Jennifer Marsh| Midsizeinsider

When you think of big business, you think of large buildings and spanned real estate to house the users and data centers needed to drive a midsize and large company.

Cloud computing started as a way for smaller companies to afford the high costs of technology for both web and internal applications and hardware support. However, midsize businesses have also realized that a cloud host’s cost effective, secure and scalable platform can lower the costs of hardware and application support and drive faster user experiences for employees.

The Expansion of Private Clouds

As CNN reports, bigger companies are continually moving towards large private clouds to facilitate more resources for increased revenue and employee resources. Even one of the largest, IBM, has added to its SmartCloud cloud service and acquired SoftLayer, a cloud host dedicated to small and midsize businesses. While SmartCloud owns the large enterprise business revenue, IBM acquired SoftLayer for its midsize business support and its affiliation with OpenStack, an open source cloud component that allows cloud computing hosts to offer very affordable services.

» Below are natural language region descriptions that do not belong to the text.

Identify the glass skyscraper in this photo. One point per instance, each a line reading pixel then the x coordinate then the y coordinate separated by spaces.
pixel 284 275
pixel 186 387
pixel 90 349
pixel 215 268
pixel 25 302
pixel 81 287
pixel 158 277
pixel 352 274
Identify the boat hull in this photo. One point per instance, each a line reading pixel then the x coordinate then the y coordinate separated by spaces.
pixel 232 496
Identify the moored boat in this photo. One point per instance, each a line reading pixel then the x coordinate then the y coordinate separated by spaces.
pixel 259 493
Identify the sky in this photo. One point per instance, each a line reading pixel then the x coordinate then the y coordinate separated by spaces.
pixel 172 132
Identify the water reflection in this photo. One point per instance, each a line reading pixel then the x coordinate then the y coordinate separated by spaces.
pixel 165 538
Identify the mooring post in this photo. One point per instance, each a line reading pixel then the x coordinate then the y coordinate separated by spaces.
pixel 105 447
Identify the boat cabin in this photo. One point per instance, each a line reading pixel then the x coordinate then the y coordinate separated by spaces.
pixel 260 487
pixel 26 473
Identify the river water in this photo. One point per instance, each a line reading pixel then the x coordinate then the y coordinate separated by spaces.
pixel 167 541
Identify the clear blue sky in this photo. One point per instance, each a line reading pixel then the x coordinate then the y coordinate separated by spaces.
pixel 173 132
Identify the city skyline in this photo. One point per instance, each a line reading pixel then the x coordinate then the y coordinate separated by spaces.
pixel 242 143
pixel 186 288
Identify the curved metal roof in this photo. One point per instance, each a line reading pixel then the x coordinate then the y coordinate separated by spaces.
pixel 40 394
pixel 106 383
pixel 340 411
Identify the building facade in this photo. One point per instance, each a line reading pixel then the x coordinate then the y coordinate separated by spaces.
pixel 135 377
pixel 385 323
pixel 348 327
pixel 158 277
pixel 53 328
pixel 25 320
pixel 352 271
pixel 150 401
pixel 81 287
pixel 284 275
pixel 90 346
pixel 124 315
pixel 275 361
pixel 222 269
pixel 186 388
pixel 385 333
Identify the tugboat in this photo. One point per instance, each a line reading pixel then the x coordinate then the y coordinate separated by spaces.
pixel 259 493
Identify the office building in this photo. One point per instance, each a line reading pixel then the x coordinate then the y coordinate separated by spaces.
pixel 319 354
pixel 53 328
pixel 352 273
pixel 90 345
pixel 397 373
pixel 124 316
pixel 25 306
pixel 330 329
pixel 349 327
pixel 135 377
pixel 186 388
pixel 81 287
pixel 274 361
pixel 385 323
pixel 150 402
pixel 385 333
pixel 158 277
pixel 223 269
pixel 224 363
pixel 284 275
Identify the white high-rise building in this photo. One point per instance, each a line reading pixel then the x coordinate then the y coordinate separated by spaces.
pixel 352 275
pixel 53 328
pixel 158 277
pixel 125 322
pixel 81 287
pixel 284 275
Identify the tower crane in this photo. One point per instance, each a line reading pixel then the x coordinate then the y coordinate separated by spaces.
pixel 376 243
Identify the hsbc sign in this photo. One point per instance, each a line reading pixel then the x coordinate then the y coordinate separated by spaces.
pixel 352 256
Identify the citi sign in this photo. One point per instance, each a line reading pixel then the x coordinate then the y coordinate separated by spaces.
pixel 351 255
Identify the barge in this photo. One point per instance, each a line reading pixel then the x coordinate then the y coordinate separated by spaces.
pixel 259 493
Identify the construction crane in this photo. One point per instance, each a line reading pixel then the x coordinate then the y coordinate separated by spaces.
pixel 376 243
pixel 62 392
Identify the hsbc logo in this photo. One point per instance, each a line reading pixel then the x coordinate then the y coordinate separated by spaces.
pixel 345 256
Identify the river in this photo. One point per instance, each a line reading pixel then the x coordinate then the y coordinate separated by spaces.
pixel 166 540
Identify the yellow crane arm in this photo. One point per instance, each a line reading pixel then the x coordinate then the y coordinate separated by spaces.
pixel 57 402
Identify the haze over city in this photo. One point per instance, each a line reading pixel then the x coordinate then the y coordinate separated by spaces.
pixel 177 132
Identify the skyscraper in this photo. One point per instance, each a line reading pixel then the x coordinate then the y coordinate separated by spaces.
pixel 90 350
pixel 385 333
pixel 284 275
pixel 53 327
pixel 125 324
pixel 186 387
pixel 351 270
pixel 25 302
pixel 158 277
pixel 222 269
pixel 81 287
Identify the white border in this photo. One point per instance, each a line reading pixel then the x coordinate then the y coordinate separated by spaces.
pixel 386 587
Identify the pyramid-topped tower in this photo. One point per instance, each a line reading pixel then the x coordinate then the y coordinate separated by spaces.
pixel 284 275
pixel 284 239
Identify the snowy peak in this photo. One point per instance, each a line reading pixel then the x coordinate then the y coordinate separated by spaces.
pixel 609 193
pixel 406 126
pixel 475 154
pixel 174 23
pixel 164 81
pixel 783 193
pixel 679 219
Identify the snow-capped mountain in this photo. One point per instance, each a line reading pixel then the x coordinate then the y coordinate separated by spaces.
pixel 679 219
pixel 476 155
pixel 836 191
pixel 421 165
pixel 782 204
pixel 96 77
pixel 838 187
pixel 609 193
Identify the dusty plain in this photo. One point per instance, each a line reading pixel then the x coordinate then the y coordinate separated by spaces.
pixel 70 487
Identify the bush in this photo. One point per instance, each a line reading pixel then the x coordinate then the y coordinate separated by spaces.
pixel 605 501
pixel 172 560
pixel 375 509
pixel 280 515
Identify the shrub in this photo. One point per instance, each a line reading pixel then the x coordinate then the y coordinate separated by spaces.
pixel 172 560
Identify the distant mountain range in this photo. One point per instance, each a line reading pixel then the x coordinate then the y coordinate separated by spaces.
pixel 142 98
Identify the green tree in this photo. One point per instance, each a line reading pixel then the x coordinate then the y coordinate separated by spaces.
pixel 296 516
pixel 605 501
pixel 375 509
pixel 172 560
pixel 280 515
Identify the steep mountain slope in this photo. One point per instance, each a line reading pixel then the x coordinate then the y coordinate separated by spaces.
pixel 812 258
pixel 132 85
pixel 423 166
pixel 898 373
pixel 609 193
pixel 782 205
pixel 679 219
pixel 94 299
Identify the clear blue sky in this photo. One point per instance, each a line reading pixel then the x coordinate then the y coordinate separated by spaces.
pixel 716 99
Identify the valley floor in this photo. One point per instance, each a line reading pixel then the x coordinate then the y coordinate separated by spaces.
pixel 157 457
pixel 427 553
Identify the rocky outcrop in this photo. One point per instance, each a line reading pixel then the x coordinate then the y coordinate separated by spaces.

CNN’s report lists several of the benefits of cloud hosts and private clouds. For instance, cloud hosts usually have developer tools and resources. Instead of requiring developers to log in and deal with reports and hundreds of forms to release small software applications, the developer can log in to one cloud portal and upload software to test and deploy. The time and resources saved not only benefit shops with one or two programmers, but also help midsize businesses deploy code from collaboration software with several software developers.

“As a Service” Systems

CNN also reported that companies were taking advantage of the systems as a service. Systems as a service include platform (PaaS), infrastructure (IaaS) and software (SaaS). These services allow the business to enhance support and resources to scale a network without the high costs of housing and purchasing servers and bulky hardware. When the company needs more hardware, IaaS allows the IT manager to log in to a dashboard and add hardware resources to the cloud. An additional benefit to scaling up is that the IT manager can also scale down. Scaling down is beneficial during slower business seasons. This means the technology scales with the business revenue, so businesses are not tied into expensive contracts throughout the entire year.

As these cloud systems become more popular, midsize businesses can more easily find cloud hosts to support exact business requirements.